Les parties ont été régulièrement averties du jour de l'audience.
Le président de la formation de jugement a dispensé le rapporteur public, sur sa proposition, de prononcer des conclusions à l'audience.
Le rapport de M. Favret, premier conseiller, a été entendu au cours de l'audience publique.
Considérant ce qui suit :
1. M. D... F..., ressortissant algérien, né le 13 décembre 1988, est entré en France le 24 novembre 2018, sous couvert d'un visa de court séjour valable jusqu'au 1er janvier 2019. Interpellé en Allemagne le 19 janvier 2019 alors qu'il circulait à bord d'un bus assurant la liaison Strasbourg-Bruxelles, il a été remis par les autorités allemandes aux services de la police aux frontières de Forbach (Moselle), le 21 janvier suivant. Le préfet de la Moselle l'a obligé à quitter le territoire français dans un délai de trente jours et a fixé le pays de destination, par arrêté du 21 janvier 2019, pris sur le fondement du 2° de l'article L. 511-1-l du code de l'entrée et du séjour des étrangers et du droit d'asile. M. F... fait appel du jugement du 1er mars 2019 par lequel le tribunal administratif de Strasbourg a rejeté sa demande d'annulation de cet arrêté.

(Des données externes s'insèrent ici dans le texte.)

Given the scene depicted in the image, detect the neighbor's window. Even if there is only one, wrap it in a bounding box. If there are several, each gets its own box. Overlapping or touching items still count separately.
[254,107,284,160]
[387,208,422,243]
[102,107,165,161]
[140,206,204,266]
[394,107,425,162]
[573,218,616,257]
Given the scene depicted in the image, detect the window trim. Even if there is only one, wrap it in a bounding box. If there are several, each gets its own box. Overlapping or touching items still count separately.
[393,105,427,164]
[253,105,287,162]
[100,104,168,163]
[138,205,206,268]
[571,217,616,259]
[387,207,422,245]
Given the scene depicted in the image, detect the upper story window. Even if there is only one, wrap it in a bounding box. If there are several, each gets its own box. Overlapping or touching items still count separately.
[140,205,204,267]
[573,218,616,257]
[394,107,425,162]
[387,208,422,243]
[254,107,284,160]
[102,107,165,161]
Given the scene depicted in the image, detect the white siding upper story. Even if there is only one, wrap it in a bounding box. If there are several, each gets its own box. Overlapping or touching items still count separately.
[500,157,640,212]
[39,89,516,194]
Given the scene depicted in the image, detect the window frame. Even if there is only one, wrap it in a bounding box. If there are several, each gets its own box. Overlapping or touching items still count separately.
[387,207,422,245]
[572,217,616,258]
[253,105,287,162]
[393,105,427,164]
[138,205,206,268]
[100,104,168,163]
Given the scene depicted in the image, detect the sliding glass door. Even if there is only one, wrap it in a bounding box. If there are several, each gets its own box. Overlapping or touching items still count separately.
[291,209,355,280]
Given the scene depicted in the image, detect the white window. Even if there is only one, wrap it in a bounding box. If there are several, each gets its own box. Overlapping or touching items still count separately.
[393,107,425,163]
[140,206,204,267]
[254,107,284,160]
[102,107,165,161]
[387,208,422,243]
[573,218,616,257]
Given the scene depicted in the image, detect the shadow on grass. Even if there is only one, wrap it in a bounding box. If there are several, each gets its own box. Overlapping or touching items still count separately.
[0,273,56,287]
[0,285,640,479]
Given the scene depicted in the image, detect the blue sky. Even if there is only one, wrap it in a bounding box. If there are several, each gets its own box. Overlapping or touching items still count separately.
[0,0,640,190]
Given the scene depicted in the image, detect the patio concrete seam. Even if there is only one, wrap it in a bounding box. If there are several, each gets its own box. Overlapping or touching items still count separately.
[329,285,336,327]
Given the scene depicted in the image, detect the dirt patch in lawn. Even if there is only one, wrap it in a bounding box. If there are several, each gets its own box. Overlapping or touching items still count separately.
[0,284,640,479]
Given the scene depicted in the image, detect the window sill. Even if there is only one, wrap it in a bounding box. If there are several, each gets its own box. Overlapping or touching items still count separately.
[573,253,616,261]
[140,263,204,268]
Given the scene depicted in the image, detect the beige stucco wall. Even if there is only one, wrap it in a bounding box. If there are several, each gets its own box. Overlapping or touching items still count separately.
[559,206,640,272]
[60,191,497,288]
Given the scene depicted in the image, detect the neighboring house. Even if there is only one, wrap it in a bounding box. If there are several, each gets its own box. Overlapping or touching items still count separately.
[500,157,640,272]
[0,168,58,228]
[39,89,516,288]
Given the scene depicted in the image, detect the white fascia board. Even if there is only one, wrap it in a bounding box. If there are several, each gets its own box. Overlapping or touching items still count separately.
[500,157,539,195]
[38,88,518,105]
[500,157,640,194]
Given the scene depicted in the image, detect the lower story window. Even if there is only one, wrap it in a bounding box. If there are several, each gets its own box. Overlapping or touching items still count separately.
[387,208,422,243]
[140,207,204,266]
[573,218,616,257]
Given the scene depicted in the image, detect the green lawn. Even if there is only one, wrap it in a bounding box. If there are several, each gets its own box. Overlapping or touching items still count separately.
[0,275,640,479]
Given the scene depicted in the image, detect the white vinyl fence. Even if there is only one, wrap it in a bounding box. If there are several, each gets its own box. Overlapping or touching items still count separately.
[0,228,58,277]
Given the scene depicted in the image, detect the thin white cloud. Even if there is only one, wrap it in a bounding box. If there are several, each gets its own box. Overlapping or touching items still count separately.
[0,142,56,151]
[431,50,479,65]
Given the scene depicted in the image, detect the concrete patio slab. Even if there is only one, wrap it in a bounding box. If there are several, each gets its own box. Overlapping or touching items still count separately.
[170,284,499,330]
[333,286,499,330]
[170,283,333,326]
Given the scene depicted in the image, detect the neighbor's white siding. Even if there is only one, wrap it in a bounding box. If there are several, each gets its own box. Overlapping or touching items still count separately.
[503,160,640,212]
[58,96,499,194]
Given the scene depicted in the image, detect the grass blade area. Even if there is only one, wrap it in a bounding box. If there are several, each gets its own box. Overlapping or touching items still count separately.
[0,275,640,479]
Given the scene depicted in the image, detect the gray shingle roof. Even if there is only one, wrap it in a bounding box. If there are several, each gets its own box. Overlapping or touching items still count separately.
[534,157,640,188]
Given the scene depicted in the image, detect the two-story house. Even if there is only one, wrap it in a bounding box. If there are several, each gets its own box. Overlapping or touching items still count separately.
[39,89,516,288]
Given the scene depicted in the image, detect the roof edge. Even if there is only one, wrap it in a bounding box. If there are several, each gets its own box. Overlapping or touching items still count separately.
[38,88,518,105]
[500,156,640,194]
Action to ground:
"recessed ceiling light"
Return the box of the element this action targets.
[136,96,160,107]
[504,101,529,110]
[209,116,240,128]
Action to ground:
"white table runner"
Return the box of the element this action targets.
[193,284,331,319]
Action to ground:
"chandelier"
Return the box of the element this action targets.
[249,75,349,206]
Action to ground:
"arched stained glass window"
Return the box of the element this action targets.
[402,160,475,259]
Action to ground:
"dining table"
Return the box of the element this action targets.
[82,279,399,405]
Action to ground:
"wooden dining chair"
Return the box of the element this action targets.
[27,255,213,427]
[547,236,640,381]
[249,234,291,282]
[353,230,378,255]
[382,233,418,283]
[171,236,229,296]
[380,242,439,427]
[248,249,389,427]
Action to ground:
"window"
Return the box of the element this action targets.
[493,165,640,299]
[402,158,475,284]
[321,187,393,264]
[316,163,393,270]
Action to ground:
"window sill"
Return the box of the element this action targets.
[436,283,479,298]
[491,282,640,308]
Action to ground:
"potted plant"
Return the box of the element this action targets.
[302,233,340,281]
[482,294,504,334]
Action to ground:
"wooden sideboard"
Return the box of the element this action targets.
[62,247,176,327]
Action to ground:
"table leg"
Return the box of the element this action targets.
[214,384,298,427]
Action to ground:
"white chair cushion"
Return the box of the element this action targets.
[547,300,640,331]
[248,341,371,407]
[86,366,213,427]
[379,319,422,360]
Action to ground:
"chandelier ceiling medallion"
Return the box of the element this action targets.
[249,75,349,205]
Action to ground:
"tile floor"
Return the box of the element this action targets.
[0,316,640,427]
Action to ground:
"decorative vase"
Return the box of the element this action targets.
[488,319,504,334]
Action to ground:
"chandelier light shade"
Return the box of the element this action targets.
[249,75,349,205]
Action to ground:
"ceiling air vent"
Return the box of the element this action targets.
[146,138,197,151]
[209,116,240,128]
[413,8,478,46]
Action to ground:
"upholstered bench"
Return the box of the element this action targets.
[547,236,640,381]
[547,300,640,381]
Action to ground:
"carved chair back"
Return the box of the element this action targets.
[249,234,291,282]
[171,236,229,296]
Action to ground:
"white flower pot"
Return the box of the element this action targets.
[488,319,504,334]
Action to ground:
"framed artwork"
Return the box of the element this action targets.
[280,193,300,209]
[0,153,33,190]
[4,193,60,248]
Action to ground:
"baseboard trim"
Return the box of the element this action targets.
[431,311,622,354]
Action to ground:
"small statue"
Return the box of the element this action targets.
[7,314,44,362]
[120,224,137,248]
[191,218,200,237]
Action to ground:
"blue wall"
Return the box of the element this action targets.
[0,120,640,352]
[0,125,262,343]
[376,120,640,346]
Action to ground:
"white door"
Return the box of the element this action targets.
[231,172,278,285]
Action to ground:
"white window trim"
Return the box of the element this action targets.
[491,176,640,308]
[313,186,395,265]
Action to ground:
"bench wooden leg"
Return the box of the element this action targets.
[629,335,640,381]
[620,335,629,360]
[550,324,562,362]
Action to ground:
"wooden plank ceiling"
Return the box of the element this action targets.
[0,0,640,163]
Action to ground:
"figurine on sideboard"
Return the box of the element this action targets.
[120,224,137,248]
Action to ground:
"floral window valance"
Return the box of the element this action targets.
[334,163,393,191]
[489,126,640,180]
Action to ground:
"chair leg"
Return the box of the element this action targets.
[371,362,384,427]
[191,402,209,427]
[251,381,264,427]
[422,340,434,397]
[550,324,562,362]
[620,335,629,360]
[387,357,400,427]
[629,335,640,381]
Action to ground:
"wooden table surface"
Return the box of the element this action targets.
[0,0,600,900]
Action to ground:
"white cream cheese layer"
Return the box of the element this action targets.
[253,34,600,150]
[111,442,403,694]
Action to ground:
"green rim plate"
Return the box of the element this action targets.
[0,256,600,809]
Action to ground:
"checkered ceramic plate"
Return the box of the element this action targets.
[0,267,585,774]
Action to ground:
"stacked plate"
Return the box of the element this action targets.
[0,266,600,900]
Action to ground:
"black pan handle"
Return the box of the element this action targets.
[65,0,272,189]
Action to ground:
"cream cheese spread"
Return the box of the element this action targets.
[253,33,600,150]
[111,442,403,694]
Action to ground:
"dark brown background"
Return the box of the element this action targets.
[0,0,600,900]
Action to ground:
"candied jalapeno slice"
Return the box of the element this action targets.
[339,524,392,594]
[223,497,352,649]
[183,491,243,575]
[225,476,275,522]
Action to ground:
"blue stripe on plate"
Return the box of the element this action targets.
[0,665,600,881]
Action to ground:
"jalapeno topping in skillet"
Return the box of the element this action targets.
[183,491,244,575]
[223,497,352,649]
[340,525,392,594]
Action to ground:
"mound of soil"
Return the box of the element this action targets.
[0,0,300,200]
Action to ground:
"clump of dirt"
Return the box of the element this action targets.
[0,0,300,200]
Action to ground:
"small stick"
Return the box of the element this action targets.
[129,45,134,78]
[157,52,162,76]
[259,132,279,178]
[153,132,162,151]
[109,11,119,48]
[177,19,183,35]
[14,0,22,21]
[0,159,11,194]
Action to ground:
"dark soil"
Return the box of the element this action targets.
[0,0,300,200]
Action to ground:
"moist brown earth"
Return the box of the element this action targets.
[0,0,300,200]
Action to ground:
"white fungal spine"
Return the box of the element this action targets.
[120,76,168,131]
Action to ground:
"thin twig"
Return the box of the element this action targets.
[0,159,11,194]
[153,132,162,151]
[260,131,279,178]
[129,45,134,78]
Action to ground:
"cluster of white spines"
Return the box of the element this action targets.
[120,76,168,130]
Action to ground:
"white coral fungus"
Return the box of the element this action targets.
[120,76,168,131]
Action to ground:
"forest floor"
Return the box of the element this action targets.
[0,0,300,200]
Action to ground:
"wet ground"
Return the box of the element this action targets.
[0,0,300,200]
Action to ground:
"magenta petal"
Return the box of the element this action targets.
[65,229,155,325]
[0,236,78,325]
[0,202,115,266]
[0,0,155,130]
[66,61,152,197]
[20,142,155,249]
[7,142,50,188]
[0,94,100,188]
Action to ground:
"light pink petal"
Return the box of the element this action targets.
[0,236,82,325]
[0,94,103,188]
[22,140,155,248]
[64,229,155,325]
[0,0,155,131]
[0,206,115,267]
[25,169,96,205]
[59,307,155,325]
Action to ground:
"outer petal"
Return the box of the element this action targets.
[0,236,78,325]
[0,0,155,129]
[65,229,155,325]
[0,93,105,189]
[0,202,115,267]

Sur l'arrêté pris dans son ensemble :
2. Le préfet de la Moselle a, par un arrêté du 19 décembre 2018, régulièrement publié au recueil des actes administratifs de la préfecture du même jour, donné délégation à Mme G... C..., directrice du service de l'immigration et de l'intégration de la préfecture et, en cas d'absence ou d'empêchement de celle-ci, à M. B... E..., chef du bureau de l'éloignement et de l'asile, pour signer l'ensemble des actes relevant de sa direction à l'exclusion des arrêtés prononçant l'expulsion d'un étranger en application des dispositions de l'article L. 521-1 du code de l'entrée et du séjour des étrangers et du droit d'asile. Il ne ressort pas des pièces du dossier que Mme C... n'aurait pas été absente ou empêchée à la date de signature de l'arrêté attaqué. Par suite, le moyen tiré de l'incompétence de M. E..., signataire de l'arrêté contesté, doit être écarté.
Sur la décision portant obligation de quitter le territoire français :
3. En premier lieu, aux termes des stipulations de l'article 6 de l'accord franco-algérien du 27 décembre 1968 : " (...) Le certificat de résidence d'un an portant la mention " vie privée et familiale " est délivré de plein droit : (...) 5) au ressortissant algérien, qui n'entre pas dans les catégories précédentes ou dans celles qui ouvrent droit au regroupement familial, dont les liens personnels et familiaux en France sont tels que le refus d'autoriser son séjour porterait à son droit au respect de sa vie privée et familiale une atteinte disproportionnée au regard des motifs du refus".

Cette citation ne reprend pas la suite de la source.